The political talk shows this Sunday stepped up their coverage of the Trump administration’s handling of the novel coronavirus outbreak in the United States compared to the previous two weekends. But the hosts failed to inform their viewers about key context on the history of failure that precedes the administration's response. None of the hosts mentioned that, in 2018, President Donald Trump fired pandemic response teams at the National Security Council and Department of Homeland Security. They also failed to bring up Vice President Mike Pence’s disastrous handling of an HIV epidemic when he was governor during interviews with him about his role coordinating the administration’s response to the outbreak.
Following the 2014 Ebola outbreak in West Africa, the Obama administration “set up a permanent epidemic monitoring and command group” at the Department of Homeland Security (DHS) and another at the National Security Council (NSC) to coordinate policies among key federal agencies and respond to potential global pandemics. But as Foreign Policy explained on January 31, Trump got rid of both:
In May 2018, Trump ordered the NSC’s entire global health security unit shut down, calling for reassignment of Rear Adm. Timothy Ziemer and dissolution of his team inside the agency. The month before, then-White House National Security Advisor John Bolton pressured Ziemer’s DHS counterpart, Tom Bossert, to resign along with his team. Neither the NSC nor DHS epidemic teams have been replaced. The global health section of the CDC was so drastically cut in 2018 that much of its staff was laid off and the number of countries it was working in was reduced from 49 to merely 10.
CNN’s State of the Union, Fox Broadcasting Co.’s Fox News Sunday, NBC’s Meet the Press, ABC’s This Week, and CBS’ Face the Nation aired 12 segments altogether on March 1 covering the Trump administration’s response to the coronavirus outbreak -- up from zero on February 23, and just one from Face the Nation on February 16. But none of the hosts mentioned Trump’s firing of these pandemic response teams. The only time the response teams came up was when former Vice President Joe Biden, who is running for the 2020 Democratic presidential nomination, was asked on State of the Union and This Week how he would handle the outbreak differently from Trump.
Other context missing from the Sunday shows’ coronavirus coverage is Pence’s history of dealing with viral outbreaks as governor of Indiana.
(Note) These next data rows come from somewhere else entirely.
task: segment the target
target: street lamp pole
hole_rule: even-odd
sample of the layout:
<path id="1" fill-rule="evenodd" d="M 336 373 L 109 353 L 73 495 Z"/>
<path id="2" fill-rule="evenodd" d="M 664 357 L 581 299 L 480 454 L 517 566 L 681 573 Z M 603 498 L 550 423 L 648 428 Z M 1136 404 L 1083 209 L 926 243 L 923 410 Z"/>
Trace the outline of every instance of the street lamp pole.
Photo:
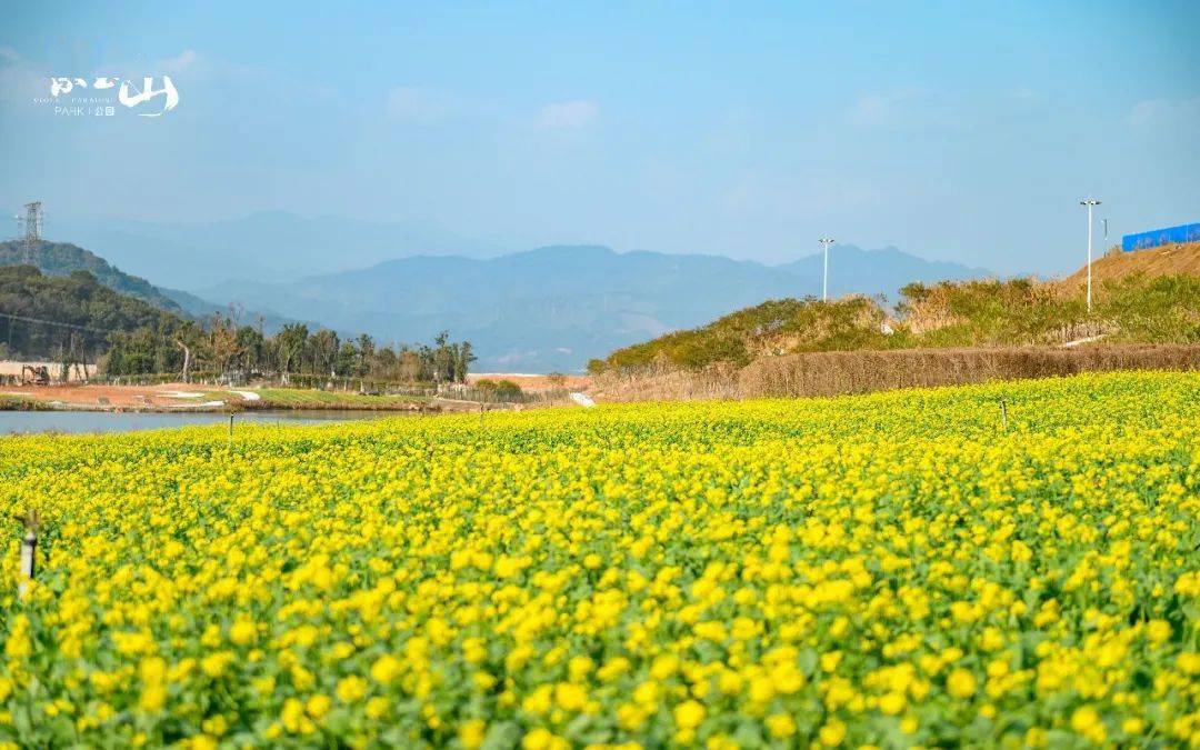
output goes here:
<path id="1" fill-rule="evenodd" d="M 824 278 L 821 282 L 821 301 L 823 302 L 829 299 L 829 246 L 834 244 L 834 240 L 832 238 L 821 238 L 817 241 L 824 246 L 826 256 Z"/>
<path id="2" fill-rule="evenodd" d="M 1094 198 L 1080 200 L 1079 205 L 1087 206 L 1087 312 L 1092 312 L 1092 209 L 1100 205 Z"/>

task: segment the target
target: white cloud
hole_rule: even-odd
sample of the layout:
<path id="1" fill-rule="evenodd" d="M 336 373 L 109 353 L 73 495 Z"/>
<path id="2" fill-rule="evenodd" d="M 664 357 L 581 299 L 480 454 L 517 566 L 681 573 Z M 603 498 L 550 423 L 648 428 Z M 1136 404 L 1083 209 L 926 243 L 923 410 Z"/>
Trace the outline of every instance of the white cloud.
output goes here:
<path id="1" fill-rule="evenodd" d="M 547 130 L 576 130 L 587 127 L 600 114 L 600 106 L 592 100 L 557 102 L 541 108 L 538 125 Z"/>
<path id="2" fill-rule="evenodd" d="M 158 65 L 168 73 L 178 73 L 184 68 L 191 67 L 196 62 L 196 59 L 197 54 L 194 49 L 185 49 L 174 58 L 167 58 Z"/>
<path id="3" fill-rule="evenodd" d="M 1200 122 L 1200 96 L 1193 98 L 1150 98 L 1138 102 L 1126 115 L 1134 127 L 1158 127 L 1174 124 Z"/>
<path id="4" fill-rule="evenodd" d="M 916 89 L 898 89 L 858 97 L 850 110 L 856 125 L 890 125 L 900 119 L 908 104 L 920 96 Z"/>
<path id="5" fill-rule="evenodd" d="M 450 101 L 420 86 L 397 86 L 388 92 L 388 114 L 415 125 L 432 125 L 450 112 Z"/>

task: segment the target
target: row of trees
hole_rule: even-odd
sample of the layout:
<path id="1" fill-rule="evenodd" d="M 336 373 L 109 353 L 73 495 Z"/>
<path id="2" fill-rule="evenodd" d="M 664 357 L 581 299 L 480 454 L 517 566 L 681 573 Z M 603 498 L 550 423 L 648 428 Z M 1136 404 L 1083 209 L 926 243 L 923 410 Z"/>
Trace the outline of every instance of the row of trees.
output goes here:
<path id="1" fill-rule="evenodd" d="M 462 383 L 475 360 L 470 342 L 452 342 L 443 331 L 432 344 L 384 346 L 362 334 L 342 338 L 336 331 L 311 331 L 302 323 L 274 335 L 239 325 L 236 316 L 114 334 L 103 360 L 107 374 L 212 372 L 218 374 L 370 378 L 402 383 Z"/>

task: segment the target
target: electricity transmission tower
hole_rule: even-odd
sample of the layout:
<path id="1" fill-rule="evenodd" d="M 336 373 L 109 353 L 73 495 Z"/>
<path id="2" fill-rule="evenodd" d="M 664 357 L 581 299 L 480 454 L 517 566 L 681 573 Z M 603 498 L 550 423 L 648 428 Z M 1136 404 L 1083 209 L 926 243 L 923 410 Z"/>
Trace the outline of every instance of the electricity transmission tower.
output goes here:
<path id="1" fill-rule="evenodd" d="M 822 247 L 824 247 L 824 256 L 826 256 L 824 275 L 822 276 L 821 281 L 821 301 L 823 302 L 829 299 L 829 246 L 833 245 L 836 240 L 834 240 L 833 238 L 821 238 L 817 241 L 821 242 Z"/>
<path id="2" fill-rule="evenodd" d="M 1092 209 L 1100 205 L 1094 198 L 1080 200 L 1079 205 L 1087 208 L 1087 312 L 1092 312 Z M 1105 227 L 1108 233 L 1108 227 Z"/>
<path id="3" fill-rule="evenodd" d="M 17 226 L 24 227 L 20 238 L 20 262 L 31 265 L 34 254 L 42 244 L 42 202 L 26 203 L 25 215 L 17 217 Z"/>

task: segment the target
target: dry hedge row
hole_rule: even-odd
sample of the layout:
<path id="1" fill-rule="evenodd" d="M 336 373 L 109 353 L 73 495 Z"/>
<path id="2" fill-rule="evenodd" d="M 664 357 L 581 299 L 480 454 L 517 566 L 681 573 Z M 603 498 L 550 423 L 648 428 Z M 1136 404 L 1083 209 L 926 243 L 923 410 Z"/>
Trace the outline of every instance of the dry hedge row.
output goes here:
<path id="1" fill-rule="evenodd" d="M 836 396 L 1112 370 L 1200 370 L 1200 346 L 810 352 L 762 358 L 740 370 L 716 365 L 601 376 L 594 390 L 606 401 Z"/>

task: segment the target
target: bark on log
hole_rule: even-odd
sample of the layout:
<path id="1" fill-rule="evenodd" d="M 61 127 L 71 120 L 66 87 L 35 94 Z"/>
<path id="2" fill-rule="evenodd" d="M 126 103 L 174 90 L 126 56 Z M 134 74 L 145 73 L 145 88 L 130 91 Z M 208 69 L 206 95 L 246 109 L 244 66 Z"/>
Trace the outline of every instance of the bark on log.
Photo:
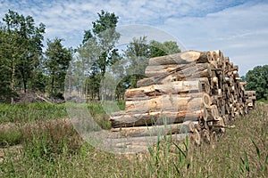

When Trump first named Pence to oversee the federal government’s response to the coronavirus spread in the U.S., some news outlets neglected to mention Pence’s failure to effectively handle an HIV outbreak in Indiana when he was governor; his policies actually made the outbreak worse for a time. CNN’s Jake Tapper and NBC’s Chuck Todd also ignored this part of Pence’s record when they interviewed him on their respective shows on Sunday. Even after Pence referred to his tenure as a governor, Todd failed to bring up this relevant context.
And it’s not just the major Sunday political talk show hosts that have failed to cover Trump’s decision to fire the NSC and DHS pandemic response leadership in 2018. From mid- to late February, the morning talk shows and evening news shows of ABC, CBS, and NBC also ignored the 2018 firings and their impact on the U.S. response to this disease. Over the same time period, five major American newspapers -- The New York Times, The Washington Post, The Wall Street Journal, USA Today, and Los Angeles Times -- also largely ignored Trump’s firings in their coverage of the administration’s response to the coronavirus outbreak.
Media Matters searched transcripts in the SnapStream video database for all original programming on ABC’s This Week, CBS’ Face the Nation, NBC’s Meet the Press, CNN’s State of the Union, and Fox Broadcasting Co.’s Fox News Sunday for segments that included both of the terms “coronavirus” and “Trump” between February 16 and March 1, which included the Sunday shows during and just after the span covered by previous studies on this topic.
We looked for segments where coronavirus was the stated topic of discussion or where two or more speakers discussed coronavirus with one another. We did not include teasers of upcoming segments or passing mentions of coronavirus during segments about other topics.